Despite overwhelming evidence of Arturo Chavez Chavez’s inept, misogynist investigation into the deaths of Las Muertas, he was confirmed September 24 by the Mexican Senate as the nation’s top law enforcement officer. When, in protest, the mothers of the dead women painted 106 pink crosses (the number of unsolved cases) on the walls of the prosecutor’s offices in Juarez, they were investigated for the destruction of federal property.
In another notorious case of violence against women, 11 victims of sexual abuse during police raids in the farming village of San Salvador Atenco May 3-4, 2006 have once again been denied justice.
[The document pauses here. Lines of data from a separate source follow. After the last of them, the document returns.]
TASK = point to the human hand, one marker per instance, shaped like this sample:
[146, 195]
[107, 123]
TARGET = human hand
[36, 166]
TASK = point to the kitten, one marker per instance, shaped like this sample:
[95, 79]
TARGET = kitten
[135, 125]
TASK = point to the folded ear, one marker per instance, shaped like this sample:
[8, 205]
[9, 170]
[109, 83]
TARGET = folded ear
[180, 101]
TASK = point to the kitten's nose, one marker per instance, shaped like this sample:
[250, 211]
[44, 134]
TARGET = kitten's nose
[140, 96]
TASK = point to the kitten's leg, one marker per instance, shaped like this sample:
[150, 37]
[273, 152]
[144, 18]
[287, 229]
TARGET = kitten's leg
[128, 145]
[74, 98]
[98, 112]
This September, the Special Prosecutor for Violence Against Women (FEMIMTRA), which operates under Chavez Chavez’s jurisdiction, rejected their claims that they had been sexually manhandled and penetrated during their arrests and turned the cases back to Mexico state authorities that had already vindicated the police. Charges against 22 state cops were dropped, five are pending while the accused are out on bail (if previous accusations of sexual battery against the police are any precedent, they will never be prosecuted), and one police agent who was sentenced to three years imprisonment paid a $400 USD fine and is now reportedly back on the Mexico state police payroll.
Violence against women is spiraling in Mexico. On the day Arturo Chavez Chavez was confirmed (September 24th), five women were shot and killed in the Sierra of Petatlan in Guerrero state where army troops have been pursuing purported guerrillas for months. One week later, four women – one a police domestic violence investigator – and a little girl who was playing nearby were gunned down in Ciudad Juarez. According to a grim roster held by the group “Justice For Our Daughters”, 67 women have been murdered or disappeared in Juarez in the first nine months of 2009 – 28 bodies remain unclaimed in the city morgue.
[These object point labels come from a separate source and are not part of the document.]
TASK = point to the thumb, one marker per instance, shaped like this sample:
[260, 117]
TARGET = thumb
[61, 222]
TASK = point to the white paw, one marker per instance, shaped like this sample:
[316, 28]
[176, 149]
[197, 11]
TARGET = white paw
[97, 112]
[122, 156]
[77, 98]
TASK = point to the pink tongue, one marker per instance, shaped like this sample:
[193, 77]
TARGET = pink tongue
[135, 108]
From July 2007 thru June 2008, 227 “feminicides” were recorded in 13 northern Mexican states by the private Citizens Observatory on Feminicides and 1014 counted nationally. 60per cent of the killings occurred in and around the womens’ homes.
Despite the on-going slaughter, the central Mexican state of Guanajuato, which has long been under the thumb of the Catholic Church and the PAN, is the only one of Mexico’s 31 states that has not enacted a law to protect women from domestic violence. Guanajuato is home to the extreme right-wing “El Yunque” (The Anvil), a secret organization with roots in the 1926-29 Cristero uprising against the anti-clerical president Plutarco Elias Calles, founder of the modern PRI party that ruled Mexico for 71 years until displaced by the PAN’s Vicente Fox, a Guanajuato native, in 2000 – three members of Fox’s cabinet were reportedly affiliated with El Yunque.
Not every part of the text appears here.